Asılsız iddiaların “sağlık dezenformasyonunun kasıtlı olarak yayılması” olarak yürütüldüğünü ifade eden Prof. Dr. Nilgün Tekkeşin, aşı karşıtlığı ile ilgili en belirgin faktörleri, “Sağlık ve sosyoekonomik eşitsizlikler ve adaletsizlikler, etkili kamu sağlığı mesajlarının eksikliği, etnik azınlık gruplarını içeren etik olmayan araştırmalar ve yapısal ırkçılık, sosyal dezavantajlar, yani daha düşük eğitim seviyeleri ve yüksek kaliteli, doğru bilgilere erişimin olamaması, çevrimiçi platformlar aracılığıyla yanlış bilgi, dezenformasyon, komplo teorileri ve söylentilerin giderek yayılması ile sosyoekonomik eşitsizlikler ve aşı teslimat süresi, yeri ve maliyeti gibi erişim yeteneğindeki engeller” olarak sıraladı.

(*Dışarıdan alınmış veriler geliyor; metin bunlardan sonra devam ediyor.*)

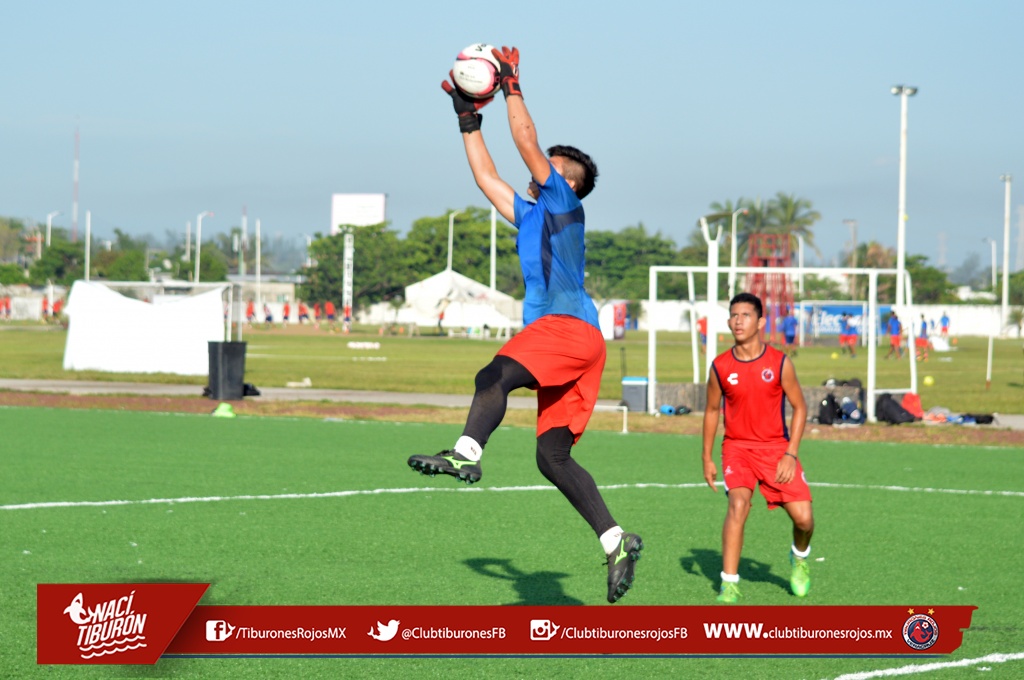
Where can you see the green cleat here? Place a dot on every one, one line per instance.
(448, 462)
(622, 565)
(729, 594)
(800, 580)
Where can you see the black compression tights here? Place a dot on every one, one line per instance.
(554, 448)
(554, 458)
(494, 383)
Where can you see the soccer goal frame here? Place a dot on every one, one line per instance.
(714, 328)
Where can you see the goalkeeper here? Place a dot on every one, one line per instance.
(560, 351)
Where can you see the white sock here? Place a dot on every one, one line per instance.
(468, 448)
(609, 540)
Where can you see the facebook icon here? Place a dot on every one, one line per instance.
(218, 631)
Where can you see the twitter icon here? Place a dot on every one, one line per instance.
(384, 633)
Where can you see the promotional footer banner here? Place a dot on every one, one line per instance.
(138, 623)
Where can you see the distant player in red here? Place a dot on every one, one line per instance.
(330, 310)
(758, 451)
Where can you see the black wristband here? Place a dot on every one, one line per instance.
(510, 87)
(470, 122)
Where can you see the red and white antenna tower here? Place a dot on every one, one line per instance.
(74, 205)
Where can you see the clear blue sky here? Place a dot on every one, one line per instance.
(188, 107)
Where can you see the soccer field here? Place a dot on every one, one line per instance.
(300, 511)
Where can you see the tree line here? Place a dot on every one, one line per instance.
(386, 261)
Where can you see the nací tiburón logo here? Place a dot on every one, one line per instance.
(107, 628)
(921, 631)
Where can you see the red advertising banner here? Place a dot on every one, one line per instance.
(110, 623)
(584, 630)
(138, 623)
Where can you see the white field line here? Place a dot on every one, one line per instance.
(476, 490)
(927, 668)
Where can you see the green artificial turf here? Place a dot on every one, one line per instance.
(894, 526)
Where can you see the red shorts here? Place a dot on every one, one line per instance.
(566, 355)
(750, 468)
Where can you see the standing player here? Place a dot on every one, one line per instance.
(790, 328)
(895, 331)
(560, 352)
(758, 451)
(852, 331)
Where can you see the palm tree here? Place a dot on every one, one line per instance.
(795, 217)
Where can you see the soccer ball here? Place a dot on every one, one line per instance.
(476, 72)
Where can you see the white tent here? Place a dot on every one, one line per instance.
(111, 332)
(466, 303)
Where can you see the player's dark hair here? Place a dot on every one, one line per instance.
(750, 299)
(581, 168)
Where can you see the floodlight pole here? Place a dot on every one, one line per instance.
(259, 270)
(1005, 312)
(732, 254)
(88, 242)
(903, 92)
(199, 239)
(49, 224)
(992, 243)
(494, 248)
(452, 236)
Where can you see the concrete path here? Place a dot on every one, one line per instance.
(1015, 422)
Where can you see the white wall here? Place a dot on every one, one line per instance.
(971, 321)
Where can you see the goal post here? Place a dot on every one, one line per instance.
(872, 322)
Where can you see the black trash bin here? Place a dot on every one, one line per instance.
(227, 370)
(635, 393)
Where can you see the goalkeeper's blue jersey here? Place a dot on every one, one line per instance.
(551, 253)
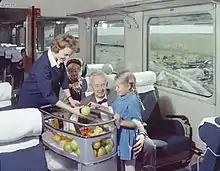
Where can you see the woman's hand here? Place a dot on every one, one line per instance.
(139, 144)
(74, 103)
(94, 105)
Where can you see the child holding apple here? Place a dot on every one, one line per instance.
(126, 107)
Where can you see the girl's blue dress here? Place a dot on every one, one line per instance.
(128, 106)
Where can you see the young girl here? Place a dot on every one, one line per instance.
(126, 107)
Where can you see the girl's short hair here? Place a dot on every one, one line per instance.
(127, 77)
(62, 41)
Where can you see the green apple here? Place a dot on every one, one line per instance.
(97, 145)
(85, 110)
(101, 152)
(78, 152)
(108, 148)
(57, 138)
(67, 147)
(74, 145)
(109, 141)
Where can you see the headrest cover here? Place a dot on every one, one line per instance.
(5, 91)
(211, 120)
(20, 123)
(106, 68)
(145, 81)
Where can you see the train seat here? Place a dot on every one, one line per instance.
(21, 148)
(167, 129)
(208, 129)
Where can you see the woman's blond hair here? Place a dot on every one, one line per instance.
(62, 41)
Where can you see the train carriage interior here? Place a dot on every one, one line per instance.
(170, 46)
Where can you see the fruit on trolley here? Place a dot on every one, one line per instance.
(67, 147)
(96, 145)
(71, 146)
(57, 138)
(74, 145)
(78, 152)
(101, 152)
(85, 110)
(102, 147)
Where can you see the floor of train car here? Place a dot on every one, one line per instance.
(176, 167)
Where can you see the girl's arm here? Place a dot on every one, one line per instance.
(98, 106)
(128, 124)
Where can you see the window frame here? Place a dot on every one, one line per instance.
(181, 11)
(110, 18)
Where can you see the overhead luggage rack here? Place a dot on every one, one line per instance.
(139, 6)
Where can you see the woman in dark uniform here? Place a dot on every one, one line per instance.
(48, 74)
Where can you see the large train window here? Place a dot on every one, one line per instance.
(181, 52)
(109, 44)
(72, 29)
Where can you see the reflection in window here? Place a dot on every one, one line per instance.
(181, 51)
(109, 45)
(48, 35)
(72, 29)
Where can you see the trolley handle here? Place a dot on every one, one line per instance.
(77, 123)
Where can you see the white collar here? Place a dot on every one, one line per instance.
(98, 99)
(52, 60)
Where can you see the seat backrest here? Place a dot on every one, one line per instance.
(146, 91)
(106, 68)
(5, 94)
(21, 142)
(11, 120)
(209, 131)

Aşı karşıtlığı, bağışıklama programlarının başarısını olumsuz etkiliyor
Aşı karşıtlığının, bağışıklama programlarının başarısını ve etkinliğini doğrudan olumsuz etkilediğini de vurgulayan Prof. Dr. Nilgün Tekkeşin, “Aşı karşıtlığının, aşılara olan talebi azalttığı bilinmektedir. Bu durum, aşılama kapsamının daralmasına, salgınların kontrol altına alınmasının zorlaşmasına ve aşıyla önlenebilir hastalıkların yayılmasına neden oluyor. Aşı karşıtlığı, bireyler ve bakmakla yükümlü oldukları kişiler ile toplumun tamamı için tehlike oluşturur. Bu söylemlerin özellikle çocuk felci veya kızamığa uygulanması durumunda dünya olarak nerede olacağımızı tahmin edebilmemiz mümkün. Bu sebeple Nijerya’da 2002 ile 2006 yılları arasında çocuk felci vakaları beş kat artmıştır.” şeklinde sözlerini tamamladı.